Virus Corona menjadi pembahasan
utama di awal tahun 2020. Dimulai dari Wuhan, virus corona jadi mendunia. Peta
Indonesia pun hampir merah semuanya per tanggal 3 April 2020, yang artinya
setiap provinsi sudah ada yang menderita COVID-19 (Corona Virus Disease).

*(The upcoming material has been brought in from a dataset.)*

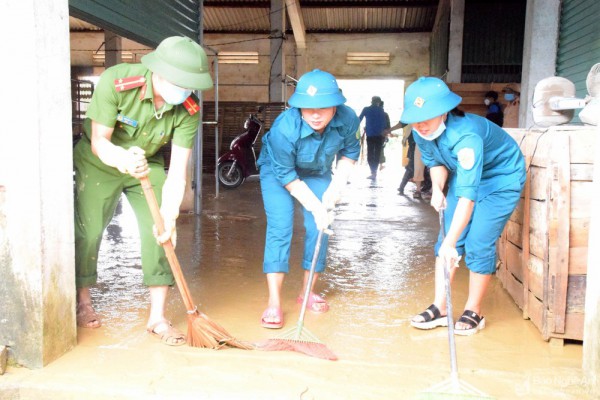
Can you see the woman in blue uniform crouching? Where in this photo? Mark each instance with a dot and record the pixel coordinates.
(484, 171)
(296, 162)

Penelitian baik case report atau penelitian mengenai pengobatan, cara
penularannya telah dipublikasikan di berbagai jurnal nasional maupun
internasional.
Dengan arus informasi yang cepat
yang bisa diakses siapapun, Corona menjadi pembicaraan umum, begitu juga bahaya
yang ditimbulkannya. Mendadak semua pasien dengan gejala batuk, merasa sudah
terinfeksi virus Corona. Nah untuk menjaga kesehatan jiwa dalam wabah corona,
saya mewawancarai seorang dokter spesialis jiwa, mengenai kesehatan jiwa dan
corona, dr. Mutiara Anissa, Sp.KJ.
dr. Mutiara Anissa, Sp.KJ menjelaskan mengenai arus informasi yang cepat yang dapat diakses oleh siapa saja, sehingga muncul berbagai persepsi dan kesimpulan. Perlu menyaring informasi, pastikan informasi yang didapat adalah dari sumber terpercaya, apalagi bila berkeinginan untuk menyebarkan ke grup whatapp lainnya.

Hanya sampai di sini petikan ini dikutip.